It's no wonder why the Grand Canyon is one of the world's seven (7) wonders. If you have seen it, you know just why this creation is known to so many people.
Are you planning a visit for your 1-Day-Activity? It is possible to get several hours of sightseeing, depending on what time you get there.
If you leave early and prepare yourself for a long and physically exerting day, it can be done. If you plan to leave from the Phoenix metropolitan area, make sure you leave plenty early.
Also, if you have another licensed driver to assist with the driving, it would definitely be the better scenario.
(Picture - Grand Canyon Steps by Lauren Rosenbaum)
If you have an extra day, you would certainly not be as rushed and likely enjoy your excursion all the more.
I will provide you with information that will hopefully be useful to you in your plans to visit this gigantic hole! Enjoy!
The known history of the Grand Canyon area goes back 10,500 years when there was the first evidence that humans existed in the area.
Native Americans have been living there now the G. C. National Park for at least the last 4,000 of those years. The Anasazis, and the Puebleoans, and the Cohoninas, all became settlers within the walls of the Canyon.
In the latter part of the 13th century, drought forced two Native American cultures who once lived there, to move out of the area. Other cultures later arrived to the area, such as the Paiutes, Cerbat, and the Navajo tribes, who were later forced onto reservations by the United States Government.
It was the Spanish explorer, Garcia Lopez de Cardenas who was actually a part of the Francisco Vasquez de Coronado's expedition team, who was the first European to see this monument. Lopez de Cardenas and his team were actually searching for gold when he came upon what is now considered the Grand Canyon.

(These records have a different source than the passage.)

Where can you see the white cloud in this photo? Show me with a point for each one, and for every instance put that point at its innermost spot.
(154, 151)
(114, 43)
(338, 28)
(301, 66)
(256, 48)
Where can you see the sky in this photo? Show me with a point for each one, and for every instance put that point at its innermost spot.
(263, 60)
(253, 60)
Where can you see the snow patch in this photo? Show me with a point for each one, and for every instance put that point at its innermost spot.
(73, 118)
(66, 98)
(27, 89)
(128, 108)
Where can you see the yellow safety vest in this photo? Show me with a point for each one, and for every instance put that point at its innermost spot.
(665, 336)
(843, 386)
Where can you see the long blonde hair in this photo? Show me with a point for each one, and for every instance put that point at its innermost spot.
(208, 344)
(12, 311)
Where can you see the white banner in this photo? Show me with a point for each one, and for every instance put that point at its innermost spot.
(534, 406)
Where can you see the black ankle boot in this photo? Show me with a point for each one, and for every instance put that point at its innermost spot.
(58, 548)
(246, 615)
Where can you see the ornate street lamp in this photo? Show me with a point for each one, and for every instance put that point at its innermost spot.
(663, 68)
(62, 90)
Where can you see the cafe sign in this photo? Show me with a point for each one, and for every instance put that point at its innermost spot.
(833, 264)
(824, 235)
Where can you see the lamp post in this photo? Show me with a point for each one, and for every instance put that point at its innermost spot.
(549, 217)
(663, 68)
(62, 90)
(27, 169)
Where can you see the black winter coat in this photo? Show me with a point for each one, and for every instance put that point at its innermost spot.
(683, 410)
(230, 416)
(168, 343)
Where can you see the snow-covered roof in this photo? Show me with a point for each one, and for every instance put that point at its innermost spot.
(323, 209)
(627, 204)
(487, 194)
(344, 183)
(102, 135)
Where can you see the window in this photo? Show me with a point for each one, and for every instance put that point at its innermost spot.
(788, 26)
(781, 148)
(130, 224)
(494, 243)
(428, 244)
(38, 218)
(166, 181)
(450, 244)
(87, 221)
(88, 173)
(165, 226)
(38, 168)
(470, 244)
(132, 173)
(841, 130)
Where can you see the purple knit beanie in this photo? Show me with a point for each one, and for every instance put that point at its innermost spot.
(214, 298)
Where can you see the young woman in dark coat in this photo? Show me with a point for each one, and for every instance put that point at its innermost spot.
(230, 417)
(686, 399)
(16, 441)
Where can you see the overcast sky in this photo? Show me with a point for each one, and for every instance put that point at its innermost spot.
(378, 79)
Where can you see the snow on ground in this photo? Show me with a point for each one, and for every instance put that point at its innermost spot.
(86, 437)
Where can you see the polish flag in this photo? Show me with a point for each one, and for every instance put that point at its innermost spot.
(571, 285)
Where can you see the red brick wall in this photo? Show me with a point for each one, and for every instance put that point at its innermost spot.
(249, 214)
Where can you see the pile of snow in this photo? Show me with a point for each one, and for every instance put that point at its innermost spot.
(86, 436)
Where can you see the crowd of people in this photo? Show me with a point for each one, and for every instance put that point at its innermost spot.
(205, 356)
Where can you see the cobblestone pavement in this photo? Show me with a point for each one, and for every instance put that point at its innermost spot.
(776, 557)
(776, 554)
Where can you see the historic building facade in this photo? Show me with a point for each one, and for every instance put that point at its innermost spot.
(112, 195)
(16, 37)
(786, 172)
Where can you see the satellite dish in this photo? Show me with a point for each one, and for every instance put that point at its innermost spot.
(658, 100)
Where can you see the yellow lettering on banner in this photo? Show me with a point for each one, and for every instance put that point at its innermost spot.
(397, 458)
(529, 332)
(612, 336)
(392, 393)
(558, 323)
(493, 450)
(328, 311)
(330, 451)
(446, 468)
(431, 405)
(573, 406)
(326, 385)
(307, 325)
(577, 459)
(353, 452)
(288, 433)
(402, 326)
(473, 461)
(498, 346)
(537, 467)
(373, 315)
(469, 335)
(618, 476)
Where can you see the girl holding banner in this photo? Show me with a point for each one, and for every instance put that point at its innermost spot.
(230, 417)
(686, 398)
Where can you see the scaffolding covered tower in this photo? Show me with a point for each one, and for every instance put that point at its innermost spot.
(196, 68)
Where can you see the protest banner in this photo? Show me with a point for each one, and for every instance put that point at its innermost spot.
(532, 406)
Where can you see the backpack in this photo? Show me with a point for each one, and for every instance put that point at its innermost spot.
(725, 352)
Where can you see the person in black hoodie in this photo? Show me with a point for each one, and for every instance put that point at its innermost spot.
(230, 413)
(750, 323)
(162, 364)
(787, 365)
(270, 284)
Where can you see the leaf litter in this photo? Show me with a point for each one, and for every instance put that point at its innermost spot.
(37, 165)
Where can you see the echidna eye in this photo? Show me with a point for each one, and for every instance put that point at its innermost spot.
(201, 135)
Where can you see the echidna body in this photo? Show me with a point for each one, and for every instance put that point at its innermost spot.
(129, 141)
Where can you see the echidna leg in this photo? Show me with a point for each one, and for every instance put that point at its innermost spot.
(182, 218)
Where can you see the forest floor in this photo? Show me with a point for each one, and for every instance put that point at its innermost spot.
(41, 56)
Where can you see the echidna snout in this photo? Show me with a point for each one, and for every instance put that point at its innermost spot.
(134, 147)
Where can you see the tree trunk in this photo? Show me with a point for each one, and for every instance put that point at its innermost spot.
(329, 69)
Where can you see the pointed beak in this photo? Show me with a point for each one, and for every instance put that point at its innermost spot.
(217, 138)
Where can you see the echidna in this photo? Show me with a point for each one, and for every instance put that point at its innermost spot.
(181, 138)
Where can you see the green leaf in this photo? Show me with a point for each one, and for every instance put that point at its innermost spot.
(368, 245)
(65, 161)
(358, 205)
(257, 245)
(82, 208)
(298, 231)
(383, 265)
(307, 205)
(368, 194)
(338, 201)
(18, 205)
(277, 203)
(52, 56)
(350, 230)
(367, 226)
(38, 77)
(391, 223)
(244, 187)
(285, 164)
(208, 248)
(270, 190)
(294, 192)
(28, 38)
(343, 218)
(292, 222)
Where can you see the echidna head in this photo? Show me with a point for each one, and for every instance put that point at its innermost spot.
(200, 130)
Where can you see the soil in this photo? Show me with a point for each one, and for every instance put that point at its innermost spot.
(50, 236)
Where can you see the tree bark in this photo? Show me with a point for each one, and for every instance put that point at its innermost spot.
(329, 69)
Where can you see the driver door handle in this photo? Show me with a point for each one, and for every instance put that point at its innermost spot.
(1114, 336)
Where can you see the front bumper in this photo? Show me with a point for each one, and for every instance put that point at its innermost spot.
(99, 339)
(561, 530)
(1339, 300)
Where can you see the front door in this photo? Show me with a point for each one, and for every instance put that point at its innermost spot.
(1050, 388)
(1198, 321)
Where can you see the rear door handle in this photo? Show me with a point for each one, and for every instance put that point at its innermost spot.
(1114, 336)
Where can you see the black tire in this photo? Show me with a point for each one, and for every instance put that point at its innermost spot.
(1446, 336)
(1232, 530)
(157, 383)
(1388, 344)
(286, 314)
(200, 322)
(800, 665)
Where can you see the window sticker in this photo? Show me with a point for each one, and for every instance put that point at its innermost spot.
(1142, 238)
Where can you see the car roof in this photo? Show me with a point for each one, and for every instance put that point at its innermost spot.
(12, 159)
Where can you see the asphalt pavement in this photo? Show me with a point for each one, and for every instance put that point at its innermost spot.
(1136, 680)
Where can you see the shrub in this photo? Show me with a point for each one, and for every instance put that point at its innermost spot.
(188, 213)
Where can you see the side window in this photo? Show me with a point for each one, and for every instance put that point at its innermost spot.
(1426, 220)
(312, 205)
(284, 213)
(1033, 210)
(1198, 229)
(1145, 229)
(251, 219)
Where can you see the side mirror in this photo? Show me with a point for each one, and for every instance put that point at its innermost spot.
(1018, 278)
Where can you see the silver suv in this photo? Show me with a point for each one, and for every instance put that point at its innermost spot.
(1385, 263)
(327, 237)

The Grand Canyon was formed by the Colorado River flowing west through it and averages 300 feet (91 meters) wide and an average of 100 feet deep (30 meters). It flows an average of 4 miles per hour (6.4 km) and sees about 5 million visitors every year.
This natural wonder resides in the Grand Canyon National Park, which is one of the very first national parks that came to be here in the United States. Former President Theodore Roosevelt, loved to visit here to both hunt and enjoy the beautiful scenery. It was also Roosevelt who advocated that should be named a national park. To obtain a permit go to www.nps.gov.
And last but not the least most popular way to experience the Grand Canyon, (perhaps the most exciting to many...) is to... Go Rafting Or Take A Boat Tour Through it!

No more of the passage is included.